Agents earn vote of confidence from industry peer

by Justin da Rosa15 Jul 2016
A leading mortgage broker shares his views on the recent developments that will change British Columbia’s real estate industry

“I would … say the overwhelming majority of realtors are all hard-working, honest people who want to do right by their client. Real estate is just like every other industry in our country,” Dustan Woodhouse, a B.C.-based broker, said. “There are a certain proportion of bad apples in every barrel. It’s good they are trying to more aggressively weed them out.”

It was announced earlier this month that a new superintendent will oversee real estate rules in British Columbia, ousting the B.C. Real Estate Council.

The announcement came a day after an independent advisory board recommended 28 changes aimed at overhauling the real estate industry, including increased fines for misconduct and a crackdown on dual agents.

For his part, Woodhouse doesn’t foresee any material difference in how the industry operates.

“I don’t really see any fundamental change, ultimately. Whether you’re self-regulated or regulated by an outside party, I think the challenge is the outside party sometimes has a more difficult time putting their finger on issues,” Dustan Woodhouse, a B.C.-based broker tells CMP. “On the other side, when you’re self-regulated the thought is you may not be doing enough. Will a government regulator take more action? Maybe, time will tell.”

He also provided comment on the end of dual agency – a move many agents argue is long overdue.

 “The one material change that will come from it is the end of dual agency. It’s crazy. I say to clients all the time; this is like you walking into a court room to do litigious battle with somebody and you’re going to use your lawyer to represent you. Especially as a buyer, when you pay no realtor commission,” Woodhouse says. “I would suggest a skilled buyer’s agent would negotiate either a better price or more favourable conditions or ask questions that the novice buyer will not even know to ask that will far outweigh the half a commission that a dual agency commission might be kicked back to a buyer.”


  • by 7/15/2016 11:38:33 AM

    Perhaps Real Estate Agents should be more concerned about their clients best interest instead of having them try to outbid for the property, to pad their own pockets. That's the main reason agents are getting buyers to waive home inspections and financing clauses. God forbid you would want your client to be well informed of all issues or potential issues with a property prior to making probably the largest investment of their life. Its not the home inspectors that are the whiners, its the uninformed real estate agents that are oblivious to anything but their overpaid commissions.

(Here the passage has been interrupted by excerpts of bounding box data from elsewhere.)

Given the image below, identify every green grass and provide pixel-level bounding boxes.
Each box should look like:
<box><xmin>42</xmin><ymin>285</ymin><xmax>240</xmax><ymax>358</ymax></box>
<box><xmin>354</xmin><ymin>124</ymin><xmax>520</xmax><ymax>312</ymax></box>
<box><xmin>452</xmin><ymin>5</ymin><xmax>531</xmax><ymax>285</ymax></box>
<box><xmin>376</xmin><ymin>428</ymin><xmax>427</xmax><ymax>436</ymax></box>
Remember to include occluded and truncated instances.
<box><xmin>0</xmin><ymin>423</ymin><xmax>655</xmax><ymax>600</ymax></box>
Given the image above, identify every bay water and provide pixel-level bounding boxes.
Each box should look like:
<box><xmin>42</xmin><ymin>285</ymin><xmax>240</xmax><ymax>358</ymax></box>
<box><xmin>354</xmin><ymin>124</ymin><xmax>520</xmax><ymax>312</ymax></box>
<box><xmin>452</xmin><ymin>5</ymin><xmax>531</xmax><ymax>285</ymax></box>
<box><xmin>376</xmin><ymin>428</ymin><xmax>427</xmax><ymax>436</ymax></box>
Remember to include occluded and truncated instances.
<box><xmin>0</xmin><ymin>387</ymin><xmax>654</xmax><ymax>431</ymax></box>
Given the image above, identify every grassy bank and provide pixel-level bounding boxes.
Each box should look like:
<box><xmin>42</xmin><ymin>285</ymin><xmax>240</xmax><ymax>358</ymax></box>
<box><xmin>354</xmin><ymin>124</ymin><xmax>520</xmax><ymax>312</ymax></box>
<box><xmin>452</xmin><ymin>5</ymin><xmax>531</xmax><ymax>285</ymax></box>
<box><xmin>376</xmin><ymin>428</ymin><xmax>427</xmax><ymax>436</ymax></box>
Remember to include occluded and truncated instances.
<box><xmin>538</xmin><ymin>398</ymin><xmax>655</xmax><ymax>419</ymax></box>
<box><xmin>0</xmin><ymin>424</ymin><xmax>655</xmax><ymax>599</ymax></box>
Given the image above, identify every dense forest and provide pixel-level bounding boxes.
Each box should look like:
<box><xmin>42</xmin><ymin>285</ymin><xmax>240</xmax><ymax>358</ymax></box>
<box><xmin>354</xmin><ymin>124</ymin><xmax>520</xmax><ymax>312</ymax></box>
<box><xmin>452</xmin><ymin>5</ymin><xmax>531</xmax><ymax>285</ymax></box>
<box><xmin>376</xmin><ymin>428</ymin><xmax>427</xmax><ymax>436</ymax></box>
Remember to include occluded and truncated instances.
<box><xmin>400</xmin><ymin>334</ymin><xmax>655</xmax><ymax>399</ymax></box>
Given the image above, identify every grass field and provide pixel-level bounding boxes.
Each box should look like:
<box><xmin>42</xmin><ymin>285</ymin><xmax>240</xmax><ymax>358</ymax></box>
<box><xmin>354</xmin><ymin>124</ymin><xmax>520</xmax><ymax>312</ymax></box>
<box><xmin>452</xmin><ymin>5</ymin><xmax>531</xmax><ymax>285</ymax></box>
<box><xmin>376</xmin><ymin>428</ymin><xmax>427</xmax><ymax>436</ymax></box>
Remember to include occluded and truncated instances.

  • by Greg V 7/15/2016 12:29:09 PM

    @anonymous that is just an ignorant comment. I'm not a Realtor but the reason buyers are putting themselves at risk with overtaking prices and condition free is desperation. Before they write an offer they know it is multiple offer and thus in this short supply are effectively entering into an auction. As such they could do their homework upfront and get an inspection and appraisal before writing. The agents job is to help them get a property. All that has nothing to do with commissions or how much a Realtor makes. If you feel Realrors make such an excess amount you should get your license. It is dead simple and anyone can do it. For that reason alone , making a living and staying out of court is a totally different issue.

  • by Mike 7/15/2016 7:27:12 PM

    You know the funny thing about eliminating limited duel agency is that we are going back to a system that failed 20 years ago. Real Estate isn't law, it is not like having a litigator working for both sides in a transaction.

    Double ending deals will not disappear. The public will always call the name on the sign. Our sellers will be upset if we do not show our own listings. It would like a consumer going to ford to buy a Volkswagen . Instead what will happen is that we won't be able to represent both parties. We will only represent the seller. So who will represent the buyer then?...

    the answer is no one.... and so buyers will buy without anyone looking out for their interests

    sure increase fines to keep the agents in line but how is creating a system where no one is looking out for the buyers interests going to make the general public safer. I mean at least now with limited dual agency the agents are personally liable but soon they won't be. Really!!?